I read this back in 1995, when I was going to the Pratt Manhattan summer program. I wasn’t accustomed to being in the city every day of summer, and it was definitely a life-changing experience. It’s like you become a different person by living in this borough; you start to expect more from everything in your life, whether it’s food, clothing, the apartment where you live, or the people around. The kids in the city are much more independent, and they’re used to getting around on their own. I think this is what I envied most about the characters in this book-they’re totally independent and they do exactly as they please.
The diary begins in 1963, when Jim Carrol was attending Trinity School, playing basketball and running around with the hip kids (mostly from poor families.) He was definitely attending the exclusive private school on a scholarship, because there’s no way a working-class Irish American parent could afford to send his son there. It would’ve been an athletic scholarship, because this boy doesn’t seem to be much of a student.
As far as basketball goes, he gets to play with a Harlem team where one of the players is Lew Alcendor (later Kareem Abdul Jabar.) As for his skills, he’s great, but he gets left out of the team photo because they can’t risk having a white kid in the picture. Is it racism? Sure it is, but then you also have to wonder if Trinity School gave Jim Carrol a scholarship based on color. There had to have been hundreds of black boys in the city who could play basketball AND were top students.

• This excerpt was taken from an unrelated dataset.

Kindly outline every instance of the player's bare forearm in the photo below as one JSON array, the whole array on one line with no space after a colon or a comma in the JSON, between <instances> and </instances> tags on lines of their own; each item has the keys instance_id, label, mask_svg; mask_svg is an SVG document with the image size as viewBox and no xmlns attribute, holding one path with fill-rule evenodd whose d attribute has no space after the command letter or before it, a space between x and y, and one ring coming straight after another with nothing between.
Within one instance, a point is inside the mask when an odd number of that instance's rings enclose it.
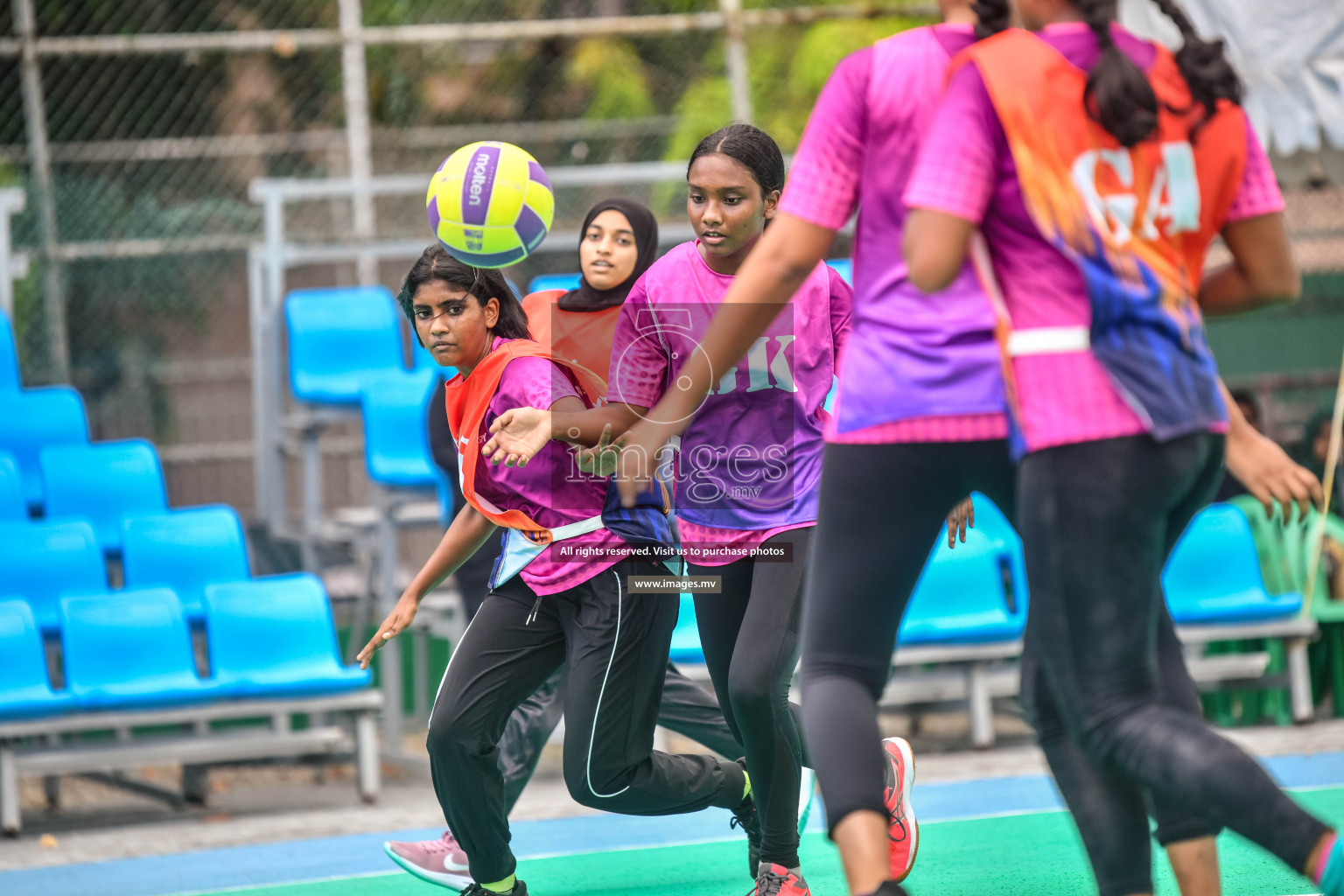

As the story goes, Jim gets hooked on heroin, hustles gay men to support his habit, and things get dirty. Washington Heights had a sizable Irish population at the time, though it wasn’t thought of as Manhattan because it was built up much later than other areas. The fact that Harlem is to the south doesn’t figure much in the book, because Jim moves between the Irish, black, and Puerto Rican groups seamlessly. Perhaps they’re all united by sleaze, drugs, and filth?
Basketball Diaries is the opposite of Prozac Nation, written by fellow Manhattanite Elizabeth Wurtzel. Despite having three things in common-drugs, risky sex, and crazy parents-the two characters are opposites. Wurtzel dreams of being anyplace other than Manhattan (and doesn’t seem to enjoy any of them when she does) while Jim really enjoys his life in the city! Whether it’s making out with a hooker in the balcony of a movie theater, running across rooftops, or swimming in the Harlem River, he really has quite a time. He doesn’t fantasize about living in Hackensack or being poor (even though his family is) and at the same time doesn’t get jealous of kids who have more. In fact, despite going to Trinity School, he has few dealings with the rich kids.
Like fellow uptown-born writer Priri Thomas, Jim Carrol spends his childhood swimming in filth. Unlike Piri Thomas, he has his color on his side, which allows him to get away with a lot more.